At simultaneous media briefings this week in Portland and Corvallis, OSU released the remarkable news that it has surpassed a quarter-billion dollars in annual research funding, and that the research funding will almost certainly grow, significantly, this fiscal year.
Quite an accomplishment for Oregon’s only campus ranked in the top tier of national research universities by the Carnegie Foundation, especially when other PNW schools are seeing only modest growth or shrinkage in scientific contracts and grants. Outlets from OPB to the Oregonian to KGW and four other TV stations turned out to capture the news, as well as get info on a new deal with Intel that makes it easier for the computer giant to license innovations coming out of the OSU College of Engineering. The agreement puts OSU in select company among research universities that Intel works with in that way.
Check out coverage of the big day, including research funding totals from other Oregon campuses, at the Oregonian site, the Portland Business Journal, OPB or the Gazette-Times.
By the way, all of this was part of the public launch of the hugely popular Powered by Orange campaign — a celebration of OSU’s impact, both current and historic, on Oregon, its people and communities and the world beyond.
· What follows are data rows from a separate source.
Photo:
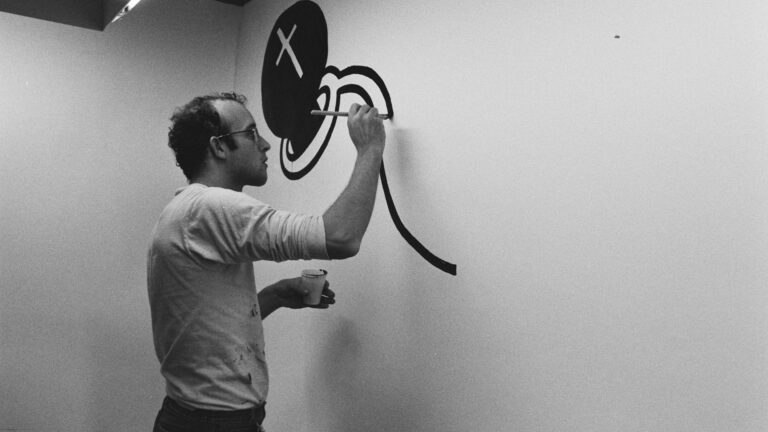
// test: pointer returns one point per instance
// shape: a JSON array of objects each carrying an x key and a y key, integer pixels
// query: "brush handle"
[{"x": 342, "y": 114}]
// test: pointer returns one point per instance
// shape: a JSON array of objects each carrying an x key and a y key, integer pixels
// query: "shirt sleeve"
[{"x": 232, "y": 227}]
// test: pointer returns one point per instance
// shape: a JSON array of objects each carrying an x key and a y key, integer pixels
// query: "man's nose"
[{"x": 264, "y": 144}]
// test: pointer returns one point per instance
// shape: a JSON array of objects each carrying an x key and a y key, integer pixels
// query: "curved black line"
[{"x": 415, "y": 244}]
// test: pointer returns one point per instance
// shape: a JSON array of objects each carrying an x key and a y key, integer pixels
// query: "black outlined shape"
[{"x": 295, "y": 81}]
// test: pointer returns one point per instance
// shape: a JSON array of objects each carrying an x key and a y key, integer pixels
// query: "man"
[{"x": 206, "y": 313}]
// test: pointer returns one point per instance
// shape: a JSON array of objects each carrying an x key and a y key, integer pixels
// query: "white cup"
[{"x": 313, "y": 281}]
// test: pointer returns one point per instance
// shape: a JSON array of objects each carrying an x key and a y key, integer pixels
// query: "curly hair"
[{"x": 192, "y": 126}]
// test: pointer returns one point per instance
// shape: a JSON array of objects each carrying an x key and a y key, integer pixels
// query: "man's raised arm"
[{"x": 348, "y": 217}]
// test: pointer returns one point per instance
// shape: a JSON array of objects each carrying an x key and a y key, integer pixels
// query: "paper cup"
[{"x": 313, "y": 281}]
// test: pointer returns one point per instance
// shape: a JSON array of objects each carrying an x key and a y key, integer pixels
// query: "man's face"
[{"x": 249, "y": 157}]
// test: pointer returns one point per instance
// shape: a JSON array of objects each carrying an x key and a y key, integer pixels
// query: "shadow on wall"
[
  {"x": 126, "y": 386},
  {"x": 351, "y": 394}
]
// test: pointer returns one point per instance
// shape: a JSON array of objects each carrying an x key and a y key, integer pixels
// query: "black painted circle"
[{"x": 286, "y": 97}]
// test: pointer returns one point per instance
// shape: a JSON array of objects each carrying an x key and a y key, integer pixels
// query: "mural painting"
[{"x": 296, "y": 80}]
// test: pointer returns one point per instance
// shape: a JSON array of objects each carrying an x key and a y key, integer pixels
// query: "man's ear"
[{"x": 217, "y": 148}]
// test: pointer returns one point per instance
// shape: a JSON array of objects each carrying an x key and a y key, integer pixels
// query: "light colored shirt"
[{"x": 206, "y": 324}]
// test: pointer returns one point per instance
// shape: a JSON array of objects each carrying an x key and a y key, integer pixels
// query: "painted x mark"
[{"x": 286, "y": 42}]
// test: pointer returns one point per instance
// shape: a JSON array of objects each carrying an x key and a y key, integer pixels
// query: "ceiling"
[{"x": 91, "y": 14}]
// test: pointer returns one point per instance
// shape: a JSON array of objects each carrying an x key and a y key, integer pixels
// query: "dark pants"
[{"x": 175, "y": 418}]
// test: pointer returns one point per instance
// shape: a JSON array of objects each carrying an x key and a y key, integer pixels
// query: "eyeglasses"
[{"x": 252, "y": 131}]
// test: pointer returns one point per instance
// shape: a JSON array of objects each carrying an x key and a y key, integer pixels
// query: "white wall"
[
  {"x": 84, "y": 172},
  {"x": 604, "y": 198}
]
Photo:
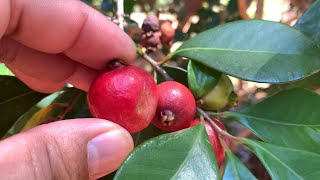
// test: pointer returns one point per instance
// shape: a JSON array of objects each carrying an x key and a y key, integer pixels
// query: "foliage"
[{"x": 287, "y": 122}]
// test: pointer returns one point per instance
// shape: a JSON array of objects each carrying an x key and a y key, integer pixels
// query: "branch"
[
  {"x": 157, "y": 68},
  {"x": 216, "y": 127},
  {"x": 120, "y": 12}
]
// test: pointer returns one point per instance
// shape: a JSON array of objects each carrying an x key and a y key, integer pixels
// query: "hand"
[{"x": 47, "y": 44}]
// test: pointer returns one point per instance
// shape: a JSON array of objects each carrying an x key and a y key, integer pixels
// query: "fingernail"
[{"x": 107, "y": 151}]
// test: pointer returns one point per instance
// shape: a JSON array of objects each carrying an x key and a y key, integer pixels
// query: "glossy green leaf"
[
  {"x": 178, "y": 74},
  {"x": 50, "y": 106},
  {"x": 185, "y": 154},
  {"x": 201, "y": 79},
  {"x": 286, "y": 163},
  {"x": 15, "y": 99},
  {"x": 4, "y": 71},
  {"x": 150, "y": 132},
  {"x": 309, "y": 23},
  {"x": 255, "y": 50},
  {"x": 235, "y": 169},
  {"x": 289, "y": 118}
]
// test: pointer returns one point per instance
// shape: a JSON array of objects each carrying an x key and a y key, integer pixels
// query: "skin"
[{"x": 46, "y": 44}]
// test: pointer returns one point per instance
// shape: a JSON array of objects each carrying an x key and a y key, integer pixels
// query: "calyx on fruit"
[
  {"x": 126, "y": 95},
  {"x": 220, "y": 96},
  {"x": 176, "y": 107},
  {"x": 214, "y": 139}
]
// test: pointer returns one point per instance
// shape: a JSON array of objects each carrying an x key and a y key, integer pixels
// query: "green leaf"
[
  {"x": 201, "y": 79},
  {"x": 4, "y": 71},
  {"x": 147, "y": 133},
  {"x": 50, "y": 106},
  {"x": 178, "y": 74},
  {"x": 235, "y": 169},
  {"x": 255, "y": 50},
  {"x": 15, "y": 99},
  {"x": 185, "y": 154},
  {"x": 286, "y": 163},
  {"x": 289, "y": 118},
  {"x": 309, "y": 23}
]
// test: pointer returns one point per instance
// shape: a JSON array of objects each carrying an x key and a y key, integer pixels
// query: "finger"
[
  {"x": 73, "y": 149},
  {"x": 4, "y": 16},
  {"x": 44, "y": 72},
  {"x": 84, "y": 34},
  {"x": 81, "y": 79}
]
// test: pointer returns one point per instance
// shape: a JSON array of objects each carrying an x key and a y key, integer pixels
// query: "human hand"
[{"x": 47, "y": 44}]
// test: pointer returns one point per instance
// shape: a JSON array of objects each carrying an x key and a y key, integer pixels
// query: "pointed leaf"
[
  {"x": 5, "y": 71},
  {"x": 185, "y": 154},
  {"x": 15, "y": 99},
  {"x": 235, "y": 169},
  {"x": 255, "y": 50},
  {"x": 201, "y": 79},
  {"x": 309, "y": 23},
  {"x": 178, "y": 74},
  {"x": 289, "y": 118},
  {"x": 286, "y": 163}
]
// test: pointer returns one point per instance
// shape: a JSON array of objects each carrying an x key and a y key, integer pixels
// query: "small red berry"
[
  {"x": 176, "y": 107},
  {"x": 214, "y": 139},
  {"x": 167, "y": 32},
  {"x": 150, "y": 23},
  {"x": 126, "y": 95}
]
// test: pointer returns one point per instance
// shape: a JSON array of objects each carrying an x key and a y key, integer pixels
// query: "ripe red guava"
[
  {"x": 214, "y": 139},
  {"x": 126, "y": 95},
  {"x": 176, "y": 107}
]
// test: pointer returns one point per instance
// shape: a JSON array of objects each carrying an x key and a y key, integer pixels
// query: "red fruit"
[
  {"x": 126, "y": 95},
  {"x": 214, "y": 139},
  {"x": 176, "y": 107},
  {"x": 150, "y": 23},
  {"x": 167, "y": 32}
]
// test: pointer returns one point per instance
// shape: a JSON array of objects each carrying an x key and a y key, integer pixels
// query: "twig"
[
  {"x": 69, "y": 106},
  {"x": 120, "y": 13},
  {"x": 207, "y": 117},
  {"x": 216, "y": 127},
  {"x": 156, "y": 67}
]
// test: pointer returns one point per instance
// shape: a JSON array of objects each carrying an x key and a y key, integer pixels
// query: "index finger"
[{"x": 70, "y": 27}]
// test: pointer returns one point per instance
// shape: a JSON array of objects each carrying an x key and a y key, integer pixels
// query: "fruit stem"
[
  {"x": 166, "y": 59},
  {"x": 216, "y": 127},
  {"x": 69, "y": 105},
  {"x": 204, "y": 114},
  {"x": 156, "y": 67},
  {"x": 120, "y": 13}
]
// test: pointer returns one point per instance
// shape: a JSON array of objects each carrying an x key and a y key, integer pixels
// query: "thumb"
[{"x": 72, "y": 149}]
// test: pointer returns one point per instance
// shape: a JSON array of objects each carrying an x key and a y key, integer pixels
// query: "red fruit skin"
[
  {"x": 127, "y": 96},
  {"x": 214, "y": 139},
  {"x": 179, "y": 100}
]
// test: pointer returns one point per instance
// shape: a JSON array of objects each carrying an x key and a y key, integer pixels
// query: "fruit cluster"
[{"x": 129, "y": 96}]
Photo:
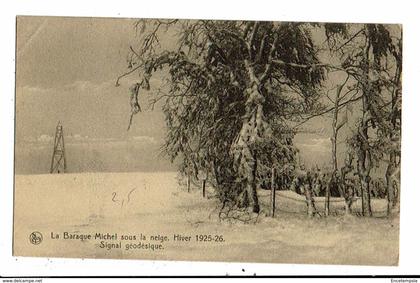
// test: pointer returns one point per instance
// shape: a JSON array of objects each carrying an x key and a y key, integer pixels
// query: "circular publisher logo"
[{"x": 35, "y": 238}]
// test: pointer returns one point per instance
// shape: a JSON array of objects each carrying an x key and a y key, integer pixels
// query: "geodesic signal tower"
[{"x": 58, "y": 161}]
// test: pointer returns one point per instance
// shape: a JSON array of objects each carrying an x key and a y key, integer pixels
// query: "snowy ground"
[{"x": 155, "y": 204}]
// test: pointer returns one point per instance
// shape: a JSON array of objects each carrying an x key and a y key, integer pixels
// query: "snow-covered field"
[{"x": 154, "y": 204}]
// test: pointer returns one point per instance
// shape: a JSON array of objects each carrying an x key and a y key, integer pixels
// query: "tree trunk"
[
  {"x": 273, "y": 192},
  {"x": 366, "y": 208},
  {"x": 327, "y": 196},
  {"x": 252, "y": 188},
  {"x": 204, "y": 188},
  {"x": 309, "y": 199}
]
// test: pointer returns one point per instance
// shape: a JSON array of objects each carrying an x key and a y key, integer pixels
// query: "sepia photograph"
[{"x": 208, "y": 140}]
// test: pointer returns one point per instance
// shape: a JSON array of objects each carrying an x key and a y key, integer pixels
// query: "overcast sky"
[{"x": 66, "y": 70}]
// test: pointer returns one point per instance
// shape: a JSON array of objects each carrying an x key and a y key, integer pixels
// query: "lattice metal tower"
[{"x": 58, "y": 161}]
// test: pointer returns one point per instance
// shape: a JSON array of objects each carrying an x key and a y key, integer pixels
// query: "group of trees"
[{"x": 236, "y": 90}]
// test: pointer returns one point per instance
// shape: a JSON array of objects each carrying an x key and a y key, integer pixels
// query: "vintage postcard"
[{"x": 206, "y": 140}]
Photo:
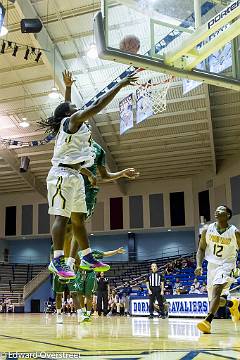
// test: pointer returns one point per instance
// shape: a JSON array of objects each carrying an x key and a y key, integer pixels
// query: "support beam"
[
  {"x": 28, "y": 177},
  {"x": 210, "y": 127},
  {"x": 26, "y": 10}
]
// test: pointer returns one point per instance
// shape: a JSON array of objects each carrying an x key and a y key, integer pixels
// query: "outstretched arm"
[
  {"x": 82, "y": 115},
  {"x": 201, "y": 253},
  {"x": 114, "y": 252},
  {"x": 68, "y": 81},
  {"x": 106, "y": 175},
  {"x": 237, "y": 233}
]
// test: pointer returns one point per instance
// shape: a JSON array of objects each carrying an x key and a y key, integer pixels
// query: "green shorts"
[
  {"x": 85, "y": 283},
  {"x": 91, "y": 199},
  {"x": 59, "y": 286}
]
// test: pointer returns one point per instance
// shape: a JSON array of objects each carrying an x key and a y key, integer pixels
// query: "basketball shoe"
[
  {"x": 234, "y": 310},
  {"x": 88, "y": 262},
  {"x": 60, "y": 268},
  {"x": 204, "y": 326}
]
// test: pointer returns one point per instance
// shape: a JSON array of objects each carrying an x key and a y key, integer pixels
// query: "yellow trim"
[
  {"x": 68, "y": 139},
  {"x": 59, "y": 192}
]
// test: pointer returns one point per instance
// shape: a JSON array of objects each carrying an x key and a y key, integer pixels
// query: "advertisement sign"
[
  {"x": 178, "y": 306},
  {"x": 126, "y": 113}
]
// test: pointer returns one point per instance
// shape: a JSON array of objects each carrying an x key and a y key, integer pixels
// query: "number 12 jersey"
[{"x": 221, "y": 248}]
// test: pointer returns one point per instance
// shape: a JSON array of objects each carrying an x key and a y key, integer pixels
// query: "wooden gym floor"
[{"x": 115, "y": 338}]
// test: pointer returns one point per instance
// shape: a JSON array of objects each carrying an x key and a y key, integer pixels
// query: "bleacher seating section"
[{"x": 13, "y": 277}]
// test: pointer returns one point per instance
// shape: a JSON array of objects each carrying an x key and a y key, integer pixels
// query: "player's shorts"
[
  {"x": 85, "y": 283},
  {"x": 66, "y": 192},
  {"x": 91, "y": 200},
  {"x": 59, "y": 286},
  {"x": 218, "y": 275}
]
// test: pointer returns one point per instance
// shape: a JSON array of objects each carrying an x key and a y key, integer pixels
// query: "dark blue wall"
[
  {"x": 34, "y": 251},
  {"x": 163, "y": 244},
  {"x": 148, "y": 245}
]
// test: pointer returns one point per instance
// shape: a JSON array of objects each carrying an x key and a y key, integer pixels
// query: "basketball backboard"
[{"x": 177, "y": 37}]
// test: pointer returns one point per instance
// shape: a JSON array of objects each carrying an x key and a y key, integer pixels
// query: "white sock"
[
  {"x": 58, "y": 253},
  {"x": 70, "y": 262},
  {"x": 86, "y": 251}
]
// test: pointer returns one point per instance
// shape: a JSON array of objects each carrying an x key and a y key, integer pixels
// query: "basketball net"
[{"x": 154, "y": 91}]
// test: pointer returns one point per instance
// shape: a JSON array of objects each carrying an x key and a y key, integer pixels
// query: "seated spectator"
[
  {"x": 203, "y": 288},
  {"x": 127, "y": 288},
  {"x": 140, "y": 291},
  {"x": 168, "y": 289},
  {"x": 191, "y": 262},
  {"x": 178, "y": 264},
  {"x": 196, "y": 284},
  {"x": 177, "y": 286},
  {"x": 169, "y": 269},
  {"x": 193, "y": 290},
  {"x": 114, "y": 303}
]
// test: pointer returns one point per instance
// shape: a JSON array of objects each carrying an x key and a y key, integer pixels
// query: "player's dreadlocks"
[
  {"x": 229, "y": 211},
  {"x": 52, "y": 124}
]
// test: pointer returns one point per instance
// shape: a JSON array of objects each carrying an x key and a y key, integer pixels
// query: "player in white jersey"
[
  {"x": 66, "y": 195},
  {"x": 219, "y": 245}
]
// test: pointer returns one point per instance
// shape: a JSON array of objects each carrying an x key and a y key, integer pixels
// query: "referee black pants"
[
  {"x": 102, "y": 299},
  {"x": 156, "y": 295}
]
Beavers flocked to events in Portland and Corvallis — including great after-hours parties at Jimmy Mak’s in the Pearl District and the venerable Squirrel’s in downtown Corvegas — to get in on the fun and learn about what’s new and exciting for Beaver Nation. Check out the site, where links to social media sites and cool downloads-a-plenty await.
Lori Tobias of the Oregonian articulated in print what many have been whispering behind the scenes for some time now: The ascent of Oregon State University’s marine, oceanic, atmospheric and near-coastal science programs in recent years is transforming the OSU Hatfield Marine Science Center and Newport, Ore., into the “Woods Hole of the West.”
That comparison might have seemed outlandish years ago — as Tobias notes, “Woods Hole is the largest nonprofit ocean research organization of its kind in the world.” But with OSU riding a wave of marine science accomplishments that includes recent announcements of a major new seafloor mapping project, a key role in the mammoth $386.4-million Ocean Observatories Initiative and helping to land the relocation of the NOAA Pacific Fleet from Seattle to Newport, folks seem to be getting more comfortable with such a characterization.
Fueling the upbeat feelings for Hatfield/Newport is the seemingly good possibility that Hatfield may be chosen for a new federally funded Marine Mammal/Marine Genomics Building. The work of OSU’s Marine Mammal Institute, already housed at Hatfield, is well known: Institute Director Bruce Mate was featured prominently earlier this year in a National Geographic Channel documentary on the blue whale, which last spring became the channel’s highest-rated documentary program ever. Colleagues Scott Baker and Markus Horning, like Mate, are developing international reputations for the excellence of their research and scholarship on whales, seals, genetics of marine mammals and more.
In describing the impact of Hatfield, Tobias summed it up nicely through the words of one of the faculty members working there:
“The amount of science here is mind boggling,” says Gil Sylvia, a marine resource economist and superintendent of the Coastal Oregon Marine Experimental Station. “It spans everything. Agencies here are studying where fish stocks are located in the ocean, how fish age and how that relates to their migration. We study oceanographic conditions and the relationship to fishery productivity. We are helping map the bottom of the ocean. We study underwater volcanoes and earthquakes.
“It’s huge and incredibly diverse, touching on everything from applied work to very, very fundamental science work.”